Я перевела дыхание, и потопала за Росаной, дав себе слово больше ничему не удивляться. Элементарно, Ватсон! Ни тебе бортового компьютера, ни горючего. Сел и лети себе на автопилоте, заложенном какой-то там ворожкой. И зачем самолёты, вертолёты, и прочий летающий хлам. Глупости одни.
Вывернув из-за обширного перелеска, наконец-то увидели город. Он оказался близко.
Я смотрела на высокую каменную стену, с огромными, широко распахнутыми воротами. Ничего себе — меры безопасности… И тут же остановила сама себя. Что я про их меры безопасности знаю. Мало мне разной бытовой техники на уровне фантастики, о которой узнала за последний час?

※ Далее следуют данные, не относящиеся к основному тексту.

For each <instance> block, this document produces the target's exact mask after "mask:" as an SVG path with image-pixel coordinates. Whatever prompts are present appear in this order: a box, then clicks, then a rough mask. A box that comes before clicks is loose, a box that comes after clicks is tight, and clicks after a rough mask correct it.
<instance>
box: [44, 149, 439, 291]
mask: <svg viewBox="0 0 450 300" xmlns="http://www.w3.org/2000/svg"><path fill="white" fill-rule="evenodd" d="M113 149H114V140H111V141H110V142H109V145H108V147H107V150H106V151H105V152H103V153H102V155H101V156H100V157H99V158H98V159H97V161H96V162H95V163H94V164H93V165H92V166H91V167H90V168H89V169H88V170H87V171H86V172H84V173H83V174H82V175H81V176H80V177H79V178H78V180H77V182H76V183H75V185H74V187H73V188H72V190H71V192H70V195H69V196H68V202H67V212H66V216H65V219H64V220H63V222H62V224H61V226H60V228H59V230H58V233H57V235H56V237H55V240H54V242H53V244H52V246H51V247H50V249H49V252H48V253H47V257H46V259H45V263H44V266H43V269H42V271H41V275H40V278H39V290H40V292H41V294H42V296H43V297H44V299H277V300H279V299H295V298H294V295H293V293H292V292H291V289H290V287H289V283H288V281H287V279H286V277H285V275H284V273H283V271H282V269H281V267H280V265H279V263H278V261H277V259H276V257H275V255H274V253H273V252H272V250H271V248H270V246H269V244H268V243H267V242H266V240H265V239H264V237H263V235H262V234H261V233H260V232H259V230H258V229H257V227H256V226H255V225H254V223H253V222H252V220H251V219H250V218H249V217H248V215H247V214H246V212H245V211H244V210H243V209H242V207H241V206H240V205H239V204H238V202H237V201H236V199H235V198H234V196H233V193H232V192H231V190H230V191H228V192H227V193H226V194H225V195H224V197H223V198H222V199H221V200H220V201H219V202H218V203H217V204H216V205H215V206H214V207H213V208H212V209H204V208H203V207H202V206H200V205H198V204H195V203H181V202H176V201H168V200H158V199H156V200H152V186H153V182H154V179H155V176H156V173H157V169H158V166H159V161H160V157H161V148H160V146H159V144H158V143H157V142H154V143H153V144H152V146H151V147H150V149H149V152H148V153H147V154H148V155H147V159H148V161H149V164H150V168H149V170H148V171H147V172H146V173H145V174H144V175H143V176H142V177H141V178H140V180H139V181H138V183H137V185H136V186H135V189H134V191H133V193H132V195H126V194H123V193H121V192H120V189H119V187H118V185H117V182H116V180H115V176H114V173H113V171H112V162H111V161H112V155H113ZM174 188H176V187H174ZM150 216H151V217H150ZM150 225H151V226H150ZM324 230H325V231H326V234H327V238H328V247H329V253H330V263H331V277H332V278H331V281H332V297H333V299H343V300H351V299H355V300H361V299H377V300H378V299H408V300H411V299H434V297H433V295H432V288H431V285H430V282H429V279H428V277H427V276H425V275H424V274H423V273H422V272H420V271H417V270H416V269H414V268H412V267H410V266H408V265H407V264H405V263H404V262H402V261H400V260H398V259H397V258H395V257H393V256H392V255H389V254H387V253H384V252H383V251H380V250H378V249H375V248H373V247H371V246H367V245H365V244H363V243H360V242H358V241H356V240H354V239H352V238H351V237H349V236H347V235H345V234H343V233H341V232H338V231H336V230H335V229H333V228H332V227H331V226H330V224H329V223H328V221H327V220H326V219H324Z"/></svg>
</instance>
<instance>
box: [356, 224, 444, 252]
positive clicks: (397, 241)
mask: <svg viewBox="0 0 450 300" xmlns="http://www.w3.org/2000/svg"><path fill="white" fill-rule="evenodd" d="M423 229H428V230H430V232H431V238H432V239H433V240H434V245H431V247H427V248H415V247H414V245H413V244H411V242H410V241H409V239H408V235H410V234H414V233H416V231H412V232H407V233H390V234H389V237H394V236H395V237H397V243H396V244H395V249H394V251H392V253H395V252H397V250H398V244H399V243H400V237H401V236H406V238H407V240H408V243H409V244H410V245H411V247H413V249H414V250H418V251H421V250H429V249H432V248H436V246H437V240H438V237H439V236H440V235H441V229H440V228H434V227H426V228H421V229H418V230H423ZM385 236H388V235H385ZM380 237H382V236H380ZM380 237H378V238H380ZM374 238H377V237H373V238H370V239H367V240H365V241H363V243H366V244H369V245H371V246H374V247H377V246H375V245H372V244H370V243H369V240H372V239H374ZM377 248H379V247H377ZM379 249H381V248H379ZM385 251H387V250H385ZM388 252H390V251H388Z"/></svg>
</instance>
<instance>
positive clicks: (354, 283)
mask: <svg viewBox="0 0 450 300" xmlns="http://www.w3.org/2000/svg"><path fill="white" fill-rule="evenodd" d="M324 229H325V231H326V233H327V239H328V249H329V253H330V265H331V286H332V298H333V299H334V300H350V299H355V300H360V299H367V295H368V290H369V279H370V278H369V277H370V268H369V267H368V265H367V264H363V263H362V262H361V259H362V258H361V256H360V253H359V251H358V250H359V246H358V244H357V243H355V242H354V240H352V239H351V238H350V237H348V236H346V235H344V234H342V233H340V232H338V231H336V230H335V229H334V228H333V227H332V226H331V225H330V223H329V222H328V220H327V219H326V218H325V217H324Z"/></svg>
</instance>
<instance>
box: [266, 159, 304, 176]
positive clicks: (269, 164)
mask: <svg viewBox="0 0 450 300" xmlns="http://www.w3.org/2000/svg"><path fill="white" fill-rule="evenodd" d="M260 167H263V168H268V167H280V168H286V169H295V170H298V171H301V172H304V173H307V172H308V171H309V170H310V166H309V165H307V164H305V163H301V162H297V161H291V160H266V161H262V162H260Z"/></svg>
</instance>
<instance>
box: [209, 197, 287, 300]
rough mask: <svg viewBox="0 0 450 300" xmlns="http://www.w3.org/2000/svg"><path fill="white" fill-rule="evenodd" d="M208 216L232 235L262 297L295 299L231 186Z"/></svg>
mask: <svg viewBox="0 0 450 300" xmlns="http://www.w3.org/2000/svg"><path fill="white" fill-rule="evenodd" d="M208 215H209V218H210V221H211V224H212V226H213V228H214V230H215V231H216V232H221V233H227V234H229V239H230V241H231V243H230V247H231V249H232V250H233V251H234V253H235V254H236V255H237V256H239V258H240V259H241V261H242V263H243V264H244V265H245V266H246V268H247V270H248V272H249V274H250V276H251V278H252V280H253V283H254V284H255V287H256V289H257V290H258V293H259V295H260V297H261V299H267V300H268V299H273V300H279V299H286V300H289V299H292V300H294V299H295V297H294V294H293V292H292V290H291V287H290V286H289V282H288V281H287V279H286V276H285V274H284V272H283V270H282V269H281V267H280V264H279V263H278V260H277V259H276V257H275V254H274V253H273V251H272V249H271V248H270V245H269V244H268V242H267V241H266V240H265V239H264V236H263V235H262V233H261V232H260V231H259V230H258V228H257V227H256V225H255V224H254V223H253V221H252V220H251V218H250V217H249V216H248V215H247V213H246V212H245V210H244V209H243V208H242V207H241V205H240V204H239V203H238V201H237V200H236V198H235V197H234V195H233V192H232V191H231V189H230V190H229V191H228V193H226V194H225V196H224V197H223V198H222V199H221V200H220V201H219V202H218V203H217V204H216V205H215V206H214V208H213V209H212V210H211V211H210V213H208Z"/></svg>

У ворот, вольготно развалившись в теньке, устроились трое стражников, казалось не обращавших никакого внимания на проходивший и проезжавший в ворота люд. В качестве терминала оплаты проезда выступала большая кружка с прорезью, в которую проезжавшие и проходившие безропотно кидали плату.
Но, стоило приблизиться к воротам, как я ощутила сопротивление воздуха, словно резиной окружившего меня. Стражники подобрались и, подхватив оружие, поднялись, было, на ноги, но уже отпустило, и они успокоено проводили глазами нас с Росаной, кинувшей в кружку мелкую монетку. Успокоено-то, успокоено, но я заметила, как один прошёл в ворота следом за нами и подошёл к невысокой будочке, видимо караульной. Краем глаза следя за стражником, увидела, как стражник выглянул и успокоительно махнул рукой приятелям. Отойдя подальше, оглянулась, но смогла увидеть только ноги опять разлегшихся стражей. Да, порядочки…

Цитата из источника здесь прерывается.